# Eagle Rare



## tmoney (Mar 14, 2008)

Anyone else had this bourbon. I am about to finish my first bottle and man do I love this stuff. Probably my favorite to date, better than maker's, booker's and some others that i have had. Apparently they have a 17 year aged version as well...would love to try that!


----------



## happy1 (Jun 29, 2007)

Never tried it yet.Not for sure it is sold around here


----------



## ER Doc (Feb 8, 2007)

Eagle Rare is a very, very good bourbon. I've got a bottle, but have only had a few drinks from it. 

Try Buffalo Trace if you get the chance. Excellent bourbon.


----------



## MithShrike-cl (Jul 17, 2008)

Eagle Rare is great stuff and if I recall correctly it is made in the Buffalo Trace distillery. There's a 10 and 17 year old but I have not tried the 17 yet.

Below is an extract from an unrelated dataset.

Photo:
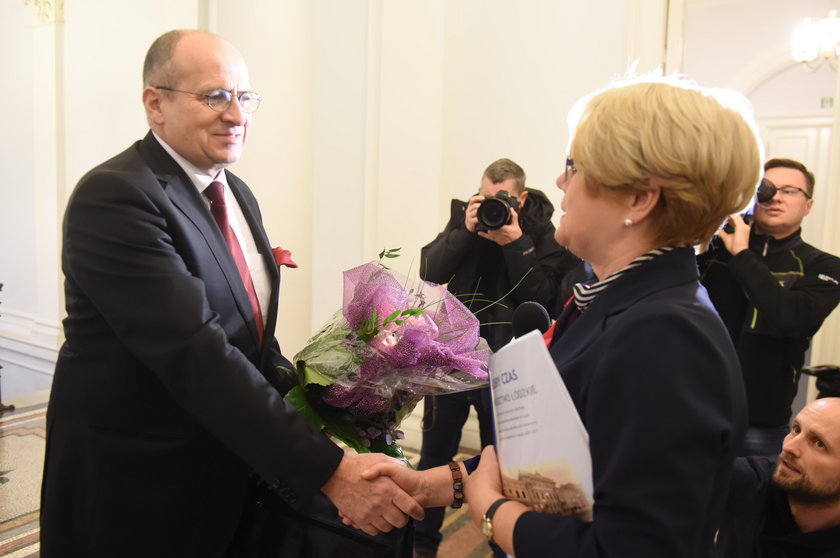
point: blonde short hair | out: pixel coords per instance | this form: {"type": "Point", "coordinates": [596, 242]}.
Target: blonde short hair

The regular Buffalo Trace is good but I'll spend a few more dollars and take a bottle of Eagle Rare 10.


----------



## tx_tuff (Jun 16, 2007)

I found this stuff last Nov and LOVE IT! Was able to talk to different Cigar Lounges into carring it.

Here is the thread I started last Nov about it http://www.cigarlive.com/forum/t9602-eagle-rare-10yr-single-barrel-bourbon.html


----------



## Paint (Mar 1, 2008)

I love Bourbon and i haven't seen this brand or maybe did and didn't remember:brick:


----------



## amizzy (Oct 16, 2007)

I guess I know what the next bottle i will be getting after i finish off my buffalo trace. thanks for the heads up!


----------



## tmoney (Mar 14, 2008)

Let me know what you guys think


----------



## chinomalo (Feb 25, 2008)

tmoney said:


> Let me know what you guys think


I had the 10 yr old. I thought it was a little "light" for me.. I want to try other bourbons, but have been hooked on rums.

I'll let you know if I find a kick ash one..

c-malo


----------



## sseagle (Jun 5, 2008)

I've never been a fan of Buffalo Trace, they want money for a tour... punks
I will have to look out for this though, even as I prefer my Maker's


----------



## Doogie (Oct 15, 2007)

thats some great bourbon


----------